Paper Jams — How to Avoid a Costly Service Call

Do you have a copie that has been jamming more lately?  If you do, you know how frustrating paper jams are.  Paper jams are one of the most common reasons people will even go out and buy a new copier.  Before you spend $10k on a new copier, maybe we can help with the paper issues that’s giving you this desire!

Here are a few things to check if you get a lot of paper jams.

1) What paper do you use?  If you are using the cheapest copy paper, try a brand name paper which may cost $5 to $10 more a case and see if the problem goes away.  If it does, the paper was the issue.  Cheap paper feels slick and thin.  There’s no real texture to the page and because of this, the rollers have trouble gripping the page and this is the source for probably 50% of paper jam issues.
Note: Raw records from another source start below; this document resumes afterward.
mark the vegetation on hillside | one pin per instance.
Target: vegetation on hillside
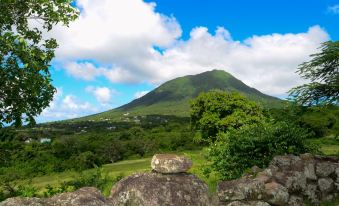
(323, 72)
(25, 56)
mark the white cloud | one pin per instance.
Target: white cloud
(334, 9)
(120, 36)
(65, 107)
(139, 94)
(102, 94)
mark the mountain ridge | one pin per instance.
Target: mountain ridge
(172, 97)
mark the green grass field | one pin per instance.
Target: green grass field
(328, 146)
(123, 168)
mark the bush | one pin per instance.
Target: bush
(219, 111)
(237, 150)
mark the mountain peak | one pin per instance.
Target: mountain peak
(172, 97)
(188, 87)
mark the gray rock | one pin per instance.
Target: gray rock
(284, 161)
(22, 201)
(309, 171)
(276, 194)
(170, 163)
(295, 201)
(325, 169)
(249, 203)
(293, 181)
(326, 185)
(87, 196)
(240, 189)
(161, 189)
(311, 193)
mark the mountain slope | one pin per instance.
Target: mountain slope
(172, 97)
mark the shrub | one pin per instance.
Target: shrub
(237, 150)
(219, 111)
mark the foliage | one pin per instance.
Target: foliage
(84, 145)
(323, 72)
(322, 120)
(25, 82)
(219, 111)
(237, 150)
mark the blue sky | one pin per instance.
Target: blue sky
(119, 50)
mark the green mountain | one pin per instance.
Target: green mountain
(172, 97)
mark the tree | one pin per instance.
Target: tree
(238, 150)
(323, 72)
(218, 111)
(25, 80)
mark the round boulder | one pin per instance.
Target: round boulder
(170, 163)
(160, 189)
2) How long has the paper been in the machine?  Even if you buy the better paper, if it has been in the machine for weeks or months, it can still collect a lot of humidity.  When you open a ream, you should try and keep the rest of the ream that is unused in a ziplock bag.  Only load paper for the maximum of 1 week.
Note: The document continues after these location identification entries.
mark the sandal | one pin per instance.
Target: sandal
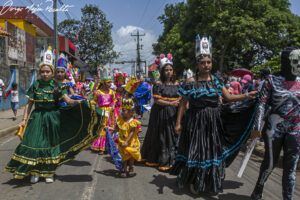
(123, 175)
(131, 173)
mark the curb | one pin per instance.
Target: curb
(259, 150)
(8, 131)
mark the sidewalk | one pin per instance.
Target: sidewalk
(7, 125)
3) Did you set the paper sizes and weights correctly in the driver?  If you tell the copier a page is 11″ and it’s actually 14″ it will jam because it will have paper covering the sensors after the 11″ that it expects.   If you have copy paper selected, but you are putting in 60lb cardstock, the fuser grabs too tight and a jam is pretty much a guarantee.
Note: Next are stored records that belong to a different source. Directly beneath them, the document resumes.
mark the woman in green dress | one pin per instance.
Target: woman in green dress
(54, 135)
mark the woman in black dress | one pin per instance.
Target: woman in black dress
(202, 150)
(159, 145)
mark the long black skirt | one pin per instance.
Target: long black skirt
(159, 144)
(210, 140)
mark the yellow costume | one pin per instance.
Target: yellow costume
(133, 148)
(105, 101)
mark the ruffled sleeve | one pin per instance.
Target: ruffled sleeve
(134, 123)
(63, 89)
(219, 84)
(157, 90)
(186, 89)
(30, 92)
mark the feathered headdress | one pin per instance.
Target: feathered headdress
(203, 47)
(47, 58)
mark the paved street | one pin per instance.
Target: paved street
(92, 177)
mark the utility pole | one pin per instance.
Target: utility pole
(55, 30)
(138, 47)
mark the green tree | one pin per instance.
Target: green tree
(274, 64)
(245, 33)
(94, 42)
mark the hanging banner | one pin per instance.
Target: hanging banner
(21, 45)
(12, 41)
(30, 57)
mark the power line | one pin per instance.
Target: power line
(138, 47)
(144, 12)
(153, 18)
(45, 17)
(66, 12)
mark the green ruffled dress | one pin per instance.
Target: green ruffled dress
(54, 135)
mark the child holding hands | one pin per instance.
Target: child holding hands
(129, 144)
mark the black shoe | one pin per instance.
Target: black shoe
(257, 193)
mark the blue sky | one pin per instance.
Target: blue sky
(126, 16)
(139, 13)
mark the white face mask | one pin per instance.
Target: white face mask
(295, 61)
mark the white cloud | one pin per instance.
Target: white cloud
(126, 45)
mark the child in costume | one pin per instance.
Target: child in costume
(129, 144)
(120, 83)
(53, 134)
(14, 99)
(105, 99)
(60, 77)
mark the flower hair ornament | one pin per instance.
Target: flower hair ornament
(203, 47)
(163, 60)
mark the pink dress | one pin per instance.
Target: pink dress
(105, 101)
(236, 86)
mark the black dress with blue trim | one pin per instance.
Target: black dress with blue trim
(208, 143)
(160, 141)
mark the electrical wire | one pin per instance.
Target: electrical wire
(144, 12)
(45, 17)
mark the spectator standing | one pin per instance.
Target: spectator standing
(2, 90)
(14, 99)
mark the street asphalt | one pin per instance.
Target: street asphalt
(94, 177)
If you have checked out these 3 items and you’re still getting jams, it’s probably time to take a look at the machine itself.  You will want to have the pick up rollers looked at to make sure they still have some “tread” left.  You could also have other issues like the mylar strip being seperated or the fuser rollers being worn.  You could also have sensor issues creating a “false paper jam.”  Service techs trained on your machine are best at determining what specific issue you are facing with your copier.